So if we execute the above script in powershell, we will create the dataset and should get a response that looks like below:

{“dataset_name”: “orders”, “dataset_url_path”: “custom/[some_random_hashed_string]/orders”}

What is important to noe here is that every account has a unique part of the url string to call custom datasets.
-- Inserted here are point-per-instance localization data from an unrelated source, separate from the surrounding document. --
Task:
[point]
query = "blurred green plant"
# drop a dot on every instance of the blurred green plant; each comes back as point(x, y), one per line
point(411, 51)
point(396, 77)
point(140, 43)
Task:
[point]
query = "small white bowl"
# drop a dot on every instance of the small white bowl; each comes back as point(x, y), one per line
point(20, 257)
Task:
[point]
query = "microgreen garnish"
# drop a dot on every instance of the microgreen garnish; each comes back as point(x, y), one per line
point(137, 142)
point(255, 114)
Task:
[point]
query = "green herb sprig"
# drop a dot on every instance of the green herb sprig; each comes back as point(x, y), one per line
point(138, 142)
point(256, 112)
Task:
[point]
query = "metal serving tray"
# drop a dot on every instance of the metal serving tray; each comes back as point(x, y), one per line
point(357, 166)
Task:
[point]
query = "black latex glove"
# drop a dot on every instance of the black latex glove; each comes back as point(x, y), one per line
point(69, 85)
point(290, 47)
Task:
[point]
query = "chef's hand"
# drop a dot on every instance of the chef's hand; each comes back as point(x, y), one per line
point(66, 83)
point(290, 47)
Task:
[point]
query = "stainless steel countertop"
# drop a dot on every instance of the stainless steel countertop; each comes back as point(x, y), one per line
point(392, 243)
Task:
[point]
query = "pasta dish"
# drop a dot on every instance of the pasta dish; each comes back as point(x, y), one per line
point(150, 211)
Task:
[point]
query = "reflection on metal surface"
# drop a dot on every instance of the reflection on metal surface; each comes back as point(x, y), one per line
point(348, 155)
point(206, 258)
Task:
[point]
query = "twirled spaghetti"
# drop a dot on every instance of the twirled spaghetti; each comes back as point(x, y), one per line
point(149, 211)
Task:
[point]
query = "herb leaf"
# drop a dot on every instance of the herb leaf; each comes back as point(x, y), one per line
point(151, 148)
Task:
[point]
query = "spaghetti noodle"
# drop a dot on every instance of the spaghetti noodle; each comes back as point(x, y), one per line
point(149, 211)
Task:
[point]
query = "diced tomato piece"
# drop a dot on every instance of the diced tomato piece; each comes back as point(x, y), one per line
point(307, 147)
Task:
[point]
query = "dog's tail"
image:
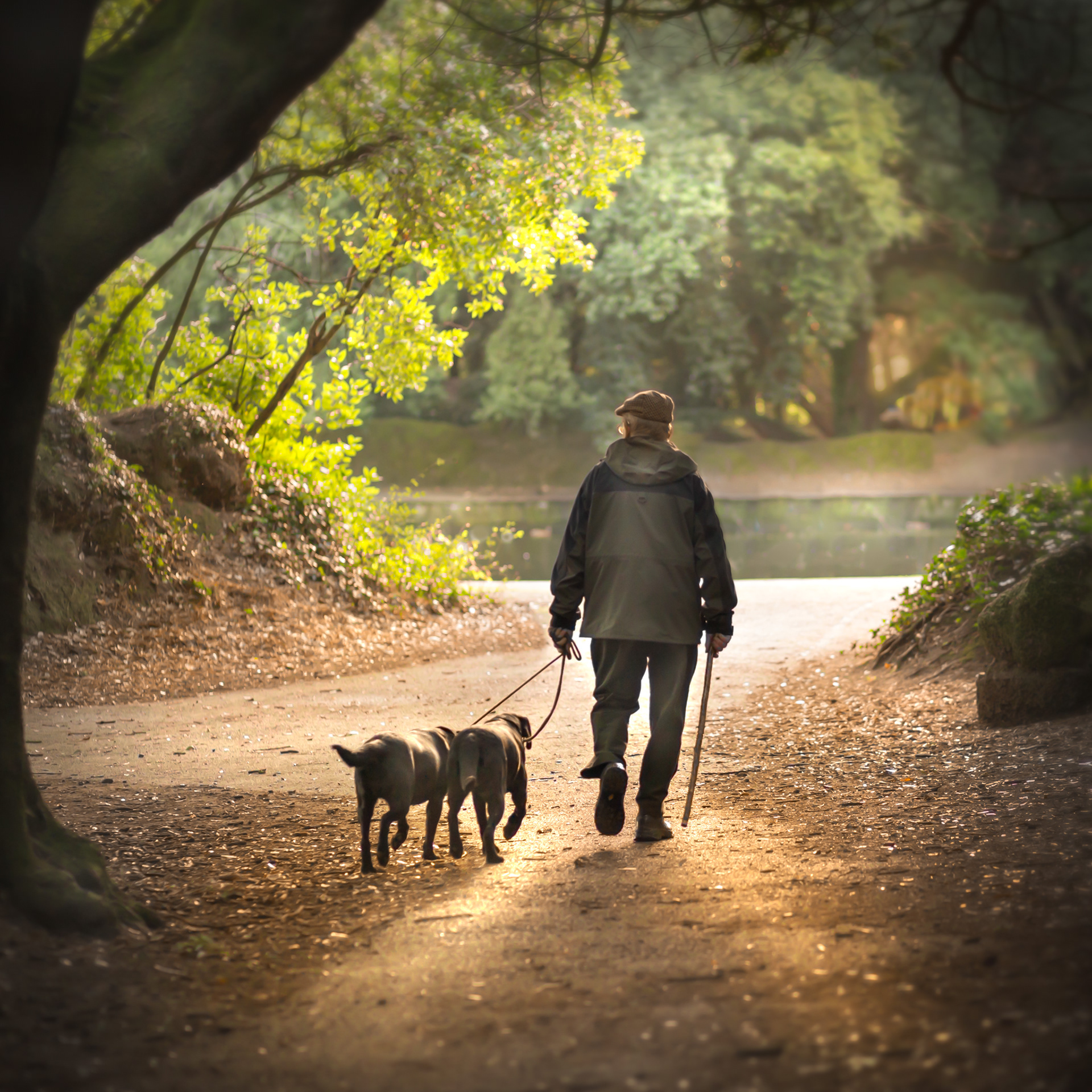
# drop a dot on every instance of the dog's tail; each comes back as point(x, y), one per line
point(350, 758)
point(468, 764)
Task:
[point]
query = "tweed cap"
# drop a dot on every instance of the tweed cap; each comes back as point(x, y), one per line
point(651, 406)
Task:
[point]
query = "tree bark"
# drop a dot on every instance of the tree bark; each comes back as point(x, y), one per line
point(154, 123)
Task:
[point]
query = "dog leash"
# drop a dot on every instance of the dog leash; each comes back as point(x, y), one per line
point(572, 652)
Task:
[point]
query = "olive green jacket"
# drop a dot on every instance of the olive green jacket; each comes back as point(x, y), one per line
point(643, 549)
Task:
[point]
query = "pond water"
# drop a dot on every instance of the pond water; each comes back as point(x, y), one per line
point(832, 536)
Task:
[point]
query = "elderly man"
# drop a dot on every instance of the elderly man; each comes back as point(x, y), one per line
point(644, 552)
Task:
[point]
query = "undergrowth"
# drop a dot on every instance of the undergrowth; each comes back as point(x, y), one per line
point(371, 548)
point(998, 539)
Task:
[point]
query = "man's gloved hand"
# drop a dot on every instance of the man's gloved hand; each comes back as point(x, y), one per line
point(561, 639)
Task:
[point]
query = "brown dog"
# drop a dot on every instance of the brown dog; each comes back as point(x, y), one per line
point(489, 763)
point(403, 770)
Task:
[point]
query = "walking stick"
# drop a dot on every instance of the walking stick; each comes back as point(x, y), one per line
point(701, 730)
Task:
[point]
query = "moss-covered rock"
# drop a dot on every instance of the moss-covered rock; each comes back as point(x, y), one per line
point(94, 522)
point(1040, 635)
point(1008, 695)
point(1045, 619)
point(196, 451)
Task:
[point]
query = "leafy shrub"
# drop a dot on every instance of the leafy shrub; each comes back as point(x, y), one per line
point(340, 531)
point(998, 537)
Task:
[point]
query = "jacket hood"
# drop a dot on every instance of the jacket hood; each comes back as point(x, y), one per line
point(649, 462)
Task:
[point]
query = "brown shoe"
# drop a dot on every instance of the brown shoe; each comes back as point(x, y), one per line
point(611, 806)
point(652, 827)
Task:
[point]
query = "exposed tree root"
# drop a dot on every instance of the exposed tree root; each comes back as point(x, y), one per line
point(64, 883)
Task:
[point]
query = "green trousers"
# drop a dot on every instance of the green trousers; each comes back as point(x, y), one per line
point(619, 669)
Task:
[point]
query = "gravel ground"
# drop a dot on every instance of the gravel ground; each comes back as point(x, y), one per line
point(875, 892)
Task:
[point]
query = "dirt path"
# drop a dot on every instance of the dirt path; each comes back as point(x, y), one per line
point(875, 892)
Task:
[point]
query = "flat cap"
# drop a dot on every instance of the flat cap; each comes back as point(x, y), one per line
point(651, 406)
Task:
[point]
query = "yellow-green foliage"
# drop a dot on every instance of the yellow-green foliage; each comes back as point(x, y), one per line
point(415, 162)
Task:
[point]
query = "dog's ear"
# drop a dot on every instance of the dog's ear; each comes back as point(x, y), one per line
point(350, 758)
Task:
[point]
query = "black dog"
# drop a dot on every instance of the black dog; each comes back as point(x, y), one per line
point(489, 763)
point(403, 770)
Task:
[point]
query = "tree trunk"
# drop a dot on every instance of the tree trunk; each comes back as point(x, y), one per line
point(854, 407)
point(158, 122)
point(52, 875)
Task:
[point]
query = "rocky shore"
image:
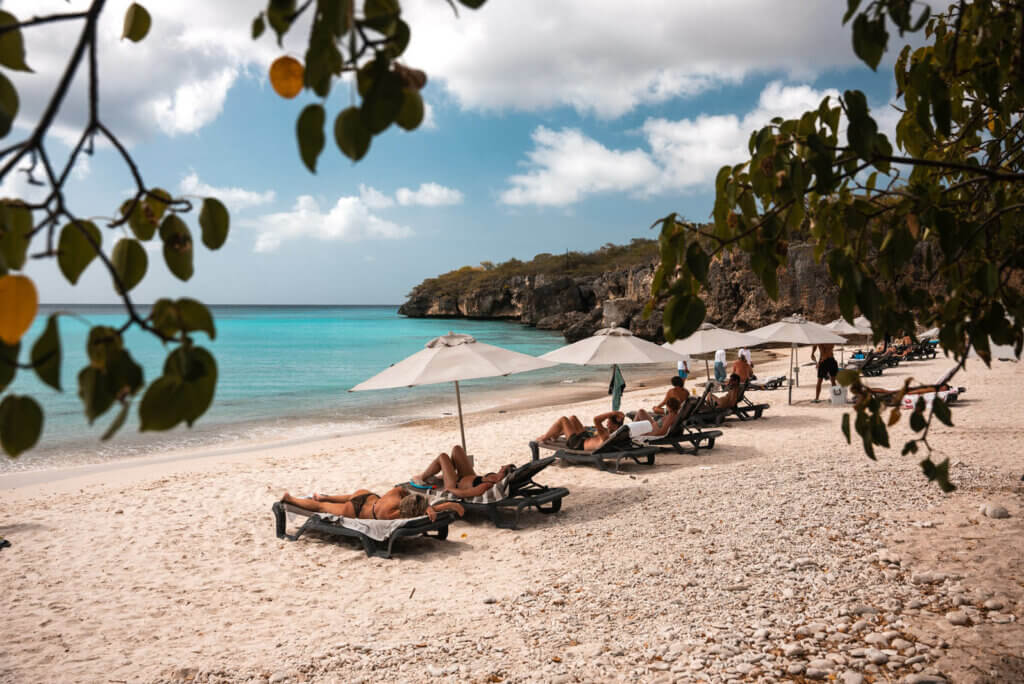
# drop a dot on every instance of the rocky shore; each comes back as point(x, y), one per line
point(578, 306)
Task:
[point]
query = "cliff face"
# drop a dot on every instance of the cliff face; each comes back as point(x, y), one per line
point(578, 306)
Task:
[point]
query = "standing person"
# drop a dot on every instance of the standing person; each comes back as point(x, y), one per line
point(720, 366)
point(683, 367)
point(827, 368)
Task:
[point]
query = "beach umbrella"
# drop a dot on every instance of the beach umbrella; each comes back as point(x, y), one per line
point(841, 327)
point(796, 330)
point(709, 339)
point(611, 346)
point(453, 357)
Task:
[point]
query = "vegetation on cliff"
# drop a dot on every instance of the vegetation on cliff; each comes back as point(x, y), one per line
point(572, 264)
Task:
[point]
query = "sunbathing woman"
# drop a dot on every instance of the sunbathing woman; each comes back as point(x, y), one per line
point(578, 436)
point(457, 475)
point(396, 503)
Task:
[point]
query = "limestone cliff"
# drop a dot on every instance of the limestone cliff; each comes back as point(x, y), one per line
point(580, 305)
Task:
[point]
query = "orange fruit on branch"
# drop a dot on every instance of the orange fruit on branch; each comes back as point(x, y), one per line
point(286, 77)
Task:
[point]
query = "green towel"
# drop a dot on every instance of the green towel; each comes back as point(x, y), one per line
point(615, 387)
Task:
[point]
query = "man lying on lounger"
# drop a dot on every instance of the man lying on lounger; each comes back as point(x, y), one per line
point(396, 503)
point(455, 473)
point(659, 425)
point(677, 391)
point(578, 436)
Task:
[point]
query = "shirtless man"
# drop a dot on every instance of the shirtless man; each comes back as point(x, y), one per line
point(827, 367)
point(657, 429)
point(677, 391)
point(455, 473)
point(577, 436)
point(742, 368)
point(396, 503)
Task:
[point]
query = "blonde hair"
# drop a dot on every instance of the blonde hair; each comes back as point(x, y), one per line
point(413, 506)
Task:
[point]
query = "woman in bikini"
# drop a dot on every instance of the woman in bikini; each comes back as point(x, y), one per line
point(396, 503)
point(455, 473)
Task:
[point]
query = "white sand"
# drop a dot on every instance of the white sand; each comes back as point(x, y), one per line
point(700, 568)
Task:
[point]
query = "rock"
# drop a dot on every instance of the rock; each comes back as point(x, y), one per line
point(957, 617)
point(993, 510)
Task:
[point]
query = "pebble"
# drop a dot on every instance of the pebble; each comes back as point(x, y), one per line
point(993, 510)
point(957, 617)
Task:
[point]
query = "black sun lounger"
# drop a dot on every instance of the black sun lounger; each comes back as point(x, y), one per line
point(615, 447)
point(375, 542)
point(682, 430)
point(515, 494)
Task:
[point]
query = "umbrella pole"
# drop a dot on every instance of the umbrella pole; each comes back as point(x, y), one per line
point(462, 429)
point(791, 372)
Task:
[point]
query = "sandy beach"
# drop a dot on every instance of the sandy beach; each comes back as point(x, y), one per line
point(781, 554)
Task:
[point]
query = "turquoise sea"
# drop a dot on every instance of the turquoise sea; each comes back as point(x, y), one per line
point(284, 374)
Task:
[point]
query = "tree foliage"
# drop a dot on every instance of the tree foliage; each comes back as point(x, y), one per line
point(360, 39)
point(947, 190)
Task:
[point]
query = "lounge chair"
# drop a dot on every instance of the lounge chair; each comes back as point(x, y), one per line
point(515, 493)
point(377, 536)
point(682, 430)
point(617, 446)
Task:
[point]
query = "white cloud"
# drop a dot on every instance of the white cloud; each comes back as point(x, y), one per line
point(235, 198)
point(536, 54)
point(428, 195)
point(348, 220)
point(374, 199)
point(565, 166)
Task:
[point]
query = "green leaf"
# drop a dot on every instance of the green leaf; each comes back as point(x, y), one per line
point(161, 405)
point(8, 362)
point(130, 262)
point(177, 246)
point(259, 26)
point(11, 45)
point(46, 354)
point(309, 130)
point(8, 104)
point(350, 134)
point(75, 250)
point(382, 103)
point(213, 221)
point(15, 227)
point(698, 262)
point(195, 315)
point(137, 23)
point(941, 411)
point(847, 378)
point(20, 424)
point(411, 115)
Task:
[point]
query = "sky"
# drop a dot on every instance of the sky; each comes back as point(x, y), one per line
point(550, 126)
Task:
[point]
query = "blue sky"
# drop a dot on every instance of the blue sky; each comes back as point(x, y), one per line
point(551, 126)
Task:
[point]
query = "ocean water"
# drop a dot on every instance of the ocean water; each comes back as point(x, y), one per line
point(284, 373)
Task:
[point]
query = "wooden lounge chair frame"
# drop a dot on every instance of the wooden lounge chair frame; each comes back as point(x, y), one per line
point(611, 450)
point(522, 493)
point(317, 522)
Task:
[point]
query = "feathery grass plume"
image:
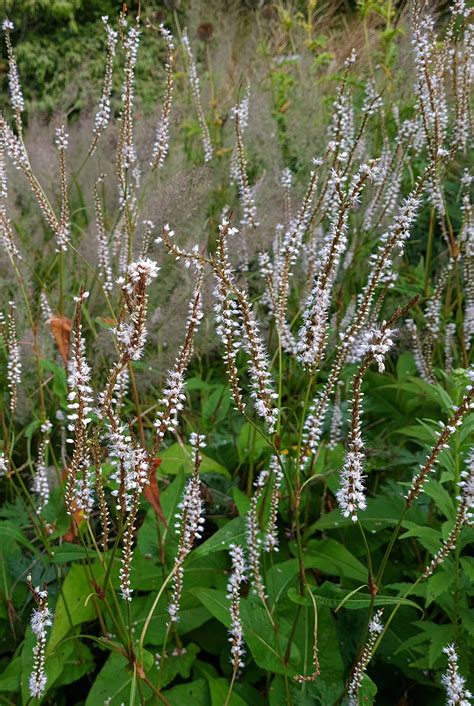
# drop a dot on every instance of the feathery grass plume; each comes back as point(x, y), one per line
point(104, 266)
point(381, 270)
point(254, 538)
point(41, 619)
point(285, 255)
point(226, 314)
point(14, 85)
point(236, 632)
point(341, 130)
point(467, 242)
point(78, 494)
point(238, 170)
point(40, 485)
point(63, 233)
point(375, 628)
point(189, 524)
point(7, 239)
point(173, 394)
point(464, 515)
point(17, 153)
point(270, 540)
point(429, 80)
point(351, 494)
point(196, 93)
point(462, 84)
point(162, 134)
point(443, 436)
point(453, 682)
point(102, 116)
point(10, 341)
point(126, 152)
This value does not change, but has to be used when you are calling custom datasets.

So we now have a full dataset available to call and create the synthetic data for us:

# First we setup the headers with the correct key. 
# REMEMBER to change the key to your actual RapidAPI key for the example to work.
$headers=@{}
$headers.Add("x-rapidapi-host", "binubuo.p.rapidapi.com")
$headers.Add("x-rapidapi-key", "your_own_key_here")
$response = Invoke-RestMethod -Uri 'https://binubuo.p.rapidapi.com/data/custom/[unique_hash_replace_with_own]/orders?rows=5' -Method GET -Headers $headers

And here is an example of what the data looks like:

[
	{
		"order_id": 4836921792,
		"order_date": "2021-09-04T06:51:29Z",
		"customer_id": 51772,
		"customer_country": "BJ",
		"customer_name": "Ayden Bryant",
		"email": "Ayden_Bryant@tilid.net",
		"product_price": 59.86
	},
	{
		"order_id": 6249277253,
		"order_date": "2021-11-16T10:06:55Z",
		"customer_id": 20945,
		"customer_country": "NI",
		"customer_name": "Scarlett Jackson",
		"email": "Scarlett.Jackson@juswo.com",
		"product_name": "Logitech G933 Artemis Spectrum – Wireless RGB 7.1 Dolby and DST Headphone Surround Sound Gaming Headset – PC",
		"product_price": 624.37
	},
	{
		"order_id": 7752968889,
		"order_date": "2021-10-06T17:36:37Z",
		"customer_id": 34485,
		"customer_country": "VC",
		"customer_name": "Tyler Rivera",
		"email": "Tyler.Rivera@lockot.int",
		"product_name": "Body Wave Brazilian Hair 3 Bundles with Closure(18 20 22+16 Inch Middle Part) 9A Unprocessed Human hair Bundles Body Wave Hair Extensions 4X4 Lace Natural Black Hair For Black Women Double Weft",
		"product_price": 771.69
	},
	{
		"order_id": 2567227373,
		"order_date": "2021-10-16T05:55:53Z",
		"customer_id": 90676,
		"customer_country": "BJ",
		"customer_name": "Serenity Rogers",
		"email": "Serenity.Rogers@hudwe.int",
		"product_name": "DreamWave - Tremor Portable Bluetooth Speaker - Green,Black",
		"product_price": 662.76
	},
	{
		"order_id": 831253201,
		"order_date": "2022-04-02T10:40:37Z",
		"customer_id": 47672,
		"customer_country": "BZ",
		"customer_name": "Amelia Miller",
		"email": "Amelia_Miller@sokulni.net",
		"product_price": 801.45
	}
]

As you can see we now have the correct column names, and there is a relation between the names and the email address.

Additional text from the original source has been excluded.